Method

In this power-performance characterization report, we evaluated the power and performance of five state-of-the-art image classification Convolutional Neural Networks (CNNs) on the Khadas VIM 3 board. The CNNs used in this study were AlexNet, GoogleNet, MobileNet, ResNet50, and SqueezeNet. These CNNs were executed using the ARM-CL framework on an ARM-based Heterogeneous Multi-Processor Systems on Chip (HMPSoC) known as the Amlogic A311D HMPSoC, which is integrated in the Khadas Vim 3 embedded platform.

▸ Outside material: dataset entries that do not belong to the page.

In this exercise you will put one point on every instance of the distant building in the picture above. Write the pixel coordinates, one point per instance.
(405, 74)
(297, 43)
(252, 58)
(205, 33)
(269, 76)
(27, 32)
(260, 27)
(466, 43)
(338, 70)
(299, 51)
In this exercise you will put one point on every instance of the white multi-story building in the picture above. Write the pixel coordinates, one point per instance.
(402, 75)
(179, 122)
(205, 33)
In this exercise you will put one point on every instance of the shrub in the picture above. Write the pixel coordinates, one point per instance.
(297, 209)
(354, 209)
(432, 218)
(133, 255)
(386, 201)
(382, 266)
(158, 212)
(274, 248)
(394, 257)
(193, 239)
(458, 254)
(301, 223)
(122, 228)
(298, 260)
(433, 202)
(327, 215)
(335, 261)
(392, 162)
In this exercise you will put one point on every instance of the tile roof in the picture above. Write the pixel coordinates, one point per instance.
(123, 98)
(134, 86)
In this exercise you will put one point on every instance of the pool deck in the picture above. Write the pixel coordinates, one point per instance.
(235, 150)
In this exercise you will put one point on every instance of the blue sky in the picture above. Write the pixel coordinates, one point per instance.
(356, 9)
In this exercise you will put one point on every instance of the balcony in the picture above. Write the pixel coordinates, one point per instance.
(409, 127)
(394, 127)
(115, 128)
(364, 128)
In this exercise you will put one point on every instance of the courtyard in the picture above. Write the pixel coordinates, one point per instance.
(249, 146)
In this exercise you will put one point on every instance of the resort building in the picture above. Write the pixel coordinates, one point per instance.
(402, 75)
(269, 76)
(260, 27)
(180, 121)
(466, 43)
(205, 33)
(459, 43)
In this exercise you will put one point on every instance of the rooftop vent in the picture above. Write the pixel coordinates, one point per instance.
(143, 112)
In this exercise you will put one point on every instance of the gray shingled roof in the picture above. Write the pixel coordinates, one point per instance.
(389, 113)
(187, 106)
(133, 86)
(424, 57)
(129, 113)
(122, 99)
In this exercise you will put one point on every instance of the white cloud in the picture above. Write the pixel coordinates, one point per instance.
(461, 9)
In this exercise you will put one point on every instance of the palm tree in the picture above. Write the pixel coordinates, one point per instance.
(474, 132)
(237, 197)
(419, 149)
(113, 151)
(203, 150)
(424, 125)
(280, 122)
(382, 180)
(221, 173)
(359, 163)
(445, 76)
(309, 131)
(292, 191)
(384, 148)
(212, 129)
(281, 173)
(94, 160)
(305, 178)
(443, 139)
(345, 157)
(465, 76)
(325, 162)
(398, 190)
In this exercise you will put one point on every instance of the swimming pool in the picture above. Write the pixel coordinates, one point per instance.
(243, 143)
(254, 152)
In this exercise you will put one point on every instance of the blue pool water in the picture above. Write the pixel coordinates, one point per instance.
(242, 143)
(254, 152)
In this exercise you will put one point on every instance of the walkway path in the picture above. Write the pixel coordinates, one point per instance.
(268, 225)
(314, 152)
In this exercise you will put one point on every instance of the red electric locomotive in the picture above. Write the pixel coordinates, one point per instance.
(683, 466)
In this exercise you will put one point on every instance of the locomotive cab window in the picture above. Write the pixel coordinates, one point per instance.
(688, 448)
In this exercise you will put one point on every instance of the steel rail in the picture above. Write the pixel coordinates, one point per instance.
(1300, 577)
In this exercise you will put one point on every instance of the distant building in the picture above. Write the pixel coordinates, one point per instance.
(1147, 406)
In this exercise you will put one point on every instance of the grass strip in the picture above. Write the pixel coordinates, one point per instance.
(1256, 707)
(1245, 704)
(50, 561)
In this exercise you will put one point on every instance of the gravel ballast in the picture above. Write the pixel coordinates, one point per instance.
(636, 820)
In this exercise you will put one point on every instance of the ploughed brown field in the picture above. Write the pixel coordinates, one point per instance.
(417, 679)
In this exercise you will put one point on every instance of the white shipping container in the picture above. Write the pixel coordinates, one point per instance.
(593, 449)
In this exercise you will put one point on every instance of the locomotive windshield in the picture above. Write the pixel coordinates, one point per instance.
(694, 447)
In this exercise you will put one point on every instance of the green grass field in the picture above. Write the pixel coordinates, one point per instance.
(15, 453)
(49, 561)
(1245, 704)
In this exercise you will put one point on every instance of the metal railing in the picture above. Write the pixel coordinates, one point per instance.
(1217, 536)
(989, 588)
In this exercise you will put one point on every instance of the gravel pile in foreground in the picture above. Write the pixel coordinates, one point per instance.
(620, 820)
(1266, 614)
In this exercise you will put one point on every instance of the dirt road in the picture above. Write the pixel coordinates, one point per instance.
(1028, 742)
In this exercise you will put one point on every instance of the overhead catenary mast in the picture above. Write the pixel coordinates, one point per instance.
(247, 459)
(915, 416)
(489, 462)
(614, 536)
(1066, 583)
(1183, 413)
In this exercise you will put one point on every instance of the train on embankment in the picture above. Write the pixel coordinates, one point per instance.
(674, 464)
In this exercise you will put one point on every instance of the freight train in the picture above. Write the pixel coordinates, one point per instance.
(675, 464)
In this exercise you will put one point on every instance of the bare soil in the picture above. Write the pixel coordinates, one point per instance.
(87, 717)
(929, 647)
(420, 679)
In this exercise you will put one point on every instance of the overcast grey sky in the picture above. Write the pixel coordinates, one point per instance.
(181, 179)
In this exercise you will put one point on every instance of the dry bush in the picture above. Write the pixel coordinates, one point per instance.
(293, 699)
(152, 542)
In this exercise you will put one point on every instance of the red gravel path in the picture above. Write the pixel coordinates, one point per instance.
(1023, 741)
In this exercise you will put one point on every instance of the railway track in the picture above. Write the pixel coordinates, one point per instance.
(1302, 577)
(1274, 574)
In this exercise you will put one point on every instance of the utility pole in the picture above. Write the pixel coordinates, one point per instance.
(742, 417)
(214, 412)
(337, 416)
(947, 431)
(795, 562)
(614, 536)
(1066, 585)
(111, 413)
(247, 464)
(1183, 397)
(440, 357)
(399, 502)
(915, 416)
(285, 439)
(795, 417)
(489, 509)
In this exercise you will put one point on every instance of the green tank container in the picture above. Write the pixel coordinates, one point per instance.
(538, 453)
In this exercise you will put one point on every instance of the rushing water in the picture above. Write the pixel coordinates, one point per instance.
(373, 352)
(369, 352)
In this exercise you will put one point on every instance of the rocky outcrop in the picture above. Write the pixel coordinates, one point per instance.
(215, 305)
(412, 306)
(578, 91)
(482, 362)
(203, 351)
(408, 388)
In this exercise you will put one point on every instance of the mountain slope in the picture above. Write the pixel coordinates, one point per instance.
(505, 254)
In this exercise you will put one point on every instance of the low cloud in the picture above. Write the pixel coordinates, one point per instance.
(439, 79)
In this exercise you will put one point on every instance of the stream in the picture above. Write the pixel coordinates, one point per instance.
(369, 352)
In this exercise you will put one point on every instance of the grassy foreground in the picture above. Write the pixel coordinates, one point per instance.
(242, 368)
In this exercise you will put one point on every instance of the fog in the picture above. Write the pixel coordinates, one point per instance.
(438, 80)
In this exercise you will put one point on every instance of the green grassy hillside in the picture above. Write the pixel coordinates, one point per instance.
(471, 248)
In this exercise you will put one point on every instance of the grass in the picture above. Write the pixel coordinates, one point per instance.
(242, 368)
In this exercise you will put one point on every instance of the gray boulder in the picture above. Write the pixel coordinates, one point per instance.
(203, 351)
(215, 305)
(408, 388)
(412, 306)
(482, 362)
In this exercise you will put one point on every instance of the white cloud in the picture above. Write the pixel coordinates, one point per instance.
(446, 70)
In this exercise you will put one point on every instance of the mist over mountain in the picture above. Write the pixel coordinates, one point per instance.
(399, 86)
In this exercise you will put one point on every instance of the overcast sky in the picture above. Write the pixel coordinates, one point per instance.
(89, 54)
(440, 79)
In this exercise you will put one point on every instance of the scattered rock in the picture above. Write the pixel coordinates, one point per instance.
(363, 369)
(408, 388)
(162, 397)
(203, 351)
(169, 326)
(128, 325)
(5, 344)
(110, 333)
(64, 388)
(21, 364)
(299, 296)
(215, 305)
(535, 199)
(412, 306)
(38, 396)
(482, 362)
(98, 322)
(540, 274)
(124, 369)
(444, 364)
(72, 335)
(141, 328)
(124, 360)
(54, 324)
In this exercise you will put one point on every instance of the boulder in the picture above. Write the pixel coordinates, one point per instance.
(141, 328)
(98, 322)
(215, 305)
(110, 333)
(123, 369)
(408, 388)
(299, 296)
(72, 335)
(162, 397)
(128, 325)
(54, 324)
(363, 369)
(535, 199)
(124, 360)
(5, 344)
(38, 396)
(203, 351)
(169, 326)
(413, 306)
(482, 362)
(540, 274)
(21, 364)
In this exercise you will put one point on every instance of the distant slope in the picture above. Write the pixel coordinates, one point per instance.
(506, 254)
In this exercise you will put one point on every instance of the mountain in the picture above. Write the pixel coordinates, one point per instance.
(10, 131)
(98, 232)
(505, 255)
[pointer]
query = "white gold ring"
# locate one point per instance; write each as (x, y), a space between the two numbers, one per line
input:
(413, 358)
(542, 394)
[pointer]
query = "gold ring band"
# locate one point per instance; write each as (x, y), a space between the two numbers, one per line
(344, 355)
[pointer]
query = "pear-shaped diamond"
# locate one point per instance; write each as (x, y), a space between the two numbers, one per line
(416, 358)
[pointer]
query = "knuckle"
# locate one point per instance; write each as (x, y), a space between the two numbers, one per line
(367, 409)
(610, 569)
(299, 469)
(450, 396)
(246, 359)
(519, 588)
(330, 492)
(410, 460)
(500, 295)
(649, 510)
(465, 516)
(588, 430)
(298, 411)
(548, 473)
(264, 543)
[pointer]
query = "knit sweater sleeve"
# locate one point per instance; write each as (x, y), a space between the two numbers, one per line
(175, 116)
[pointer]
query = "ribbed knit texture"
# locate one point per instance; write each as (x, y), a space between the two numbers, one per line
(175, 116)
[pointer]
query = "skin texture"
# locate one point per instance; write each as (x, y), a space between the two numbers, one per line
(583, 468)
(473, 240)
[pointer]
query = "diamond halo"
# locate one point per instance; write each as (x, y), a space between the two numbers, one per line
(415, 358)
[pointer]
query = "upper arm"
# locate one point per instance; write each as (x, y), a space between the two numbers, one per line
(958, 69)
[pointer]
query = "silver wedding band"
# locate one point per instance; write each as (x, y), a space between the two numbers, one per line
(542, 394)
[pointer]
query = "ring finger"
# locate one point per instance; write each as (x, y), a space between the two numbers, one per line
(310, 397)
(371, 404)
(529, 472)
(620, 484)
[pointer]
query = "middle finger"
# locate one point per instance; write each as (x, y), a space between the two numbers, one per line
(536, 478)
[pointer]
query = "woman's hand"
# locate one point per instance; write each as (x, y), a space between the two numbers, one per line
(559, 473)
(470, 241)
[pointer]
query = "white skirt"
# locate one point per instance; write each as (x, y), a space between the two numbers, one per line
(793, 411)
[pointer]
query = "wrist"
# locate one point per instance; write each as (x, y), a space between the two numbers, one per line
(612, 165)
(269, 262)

The HMPSoC used in this study contains a hexa-core asymmetric ARM big-little multicore CPU with two CPU clusters, Big and Little. The quad-core big CPU cluster contains four high-power, high-performance A73 cores, while the dual-core Little CPU cluster contains two low-power, low-performance A53 cores. The HMPSoC also contains a dual-core Mali G52 MP4 GPU. The maximum frequency for the big CPU cluster, Little CPU cluster, and GPU is 1.8 GHz, 2.2 GHz, and 0.8 GHz, respectively. A 4 GB LPDDR4 main memory supports the HMPSoC. In software, the platform was running Android v9.0 with kernel v4.9. We ran ARM-CL v21.02 on top of it.

To perform the power-performance characterization, we used a modified research version of the ARM-CL library called Pipe-All (Aghapour, \& Torab, 2022). This version of the library allows for simultaneous inference on both CPU and GPU cores using a software pipeline. The parameterized code for Pipe-All allows the user to redistribute the workload between the big CPU cluster, the Little CPU cluster, and the GPU. The Governor used in this work used this workload distribution feature from Pipe-All as a power management knob. In addition to the workload distribution feature, we also used Dynamic Voltage and Frequency Scaling (DVFS) as a power management knob. DVFS technology changes a core’s voltage and frequency at run-time, allowing Governors to tailor the performance of a core to match the requirements and save power. To physically set up the board, we followed the instructions provided in the guide. This included using a laptop running Ubuntu 20.04 and a USB-A port to connect to the Khadas VIM3 board, as well as other required peripheral equipment.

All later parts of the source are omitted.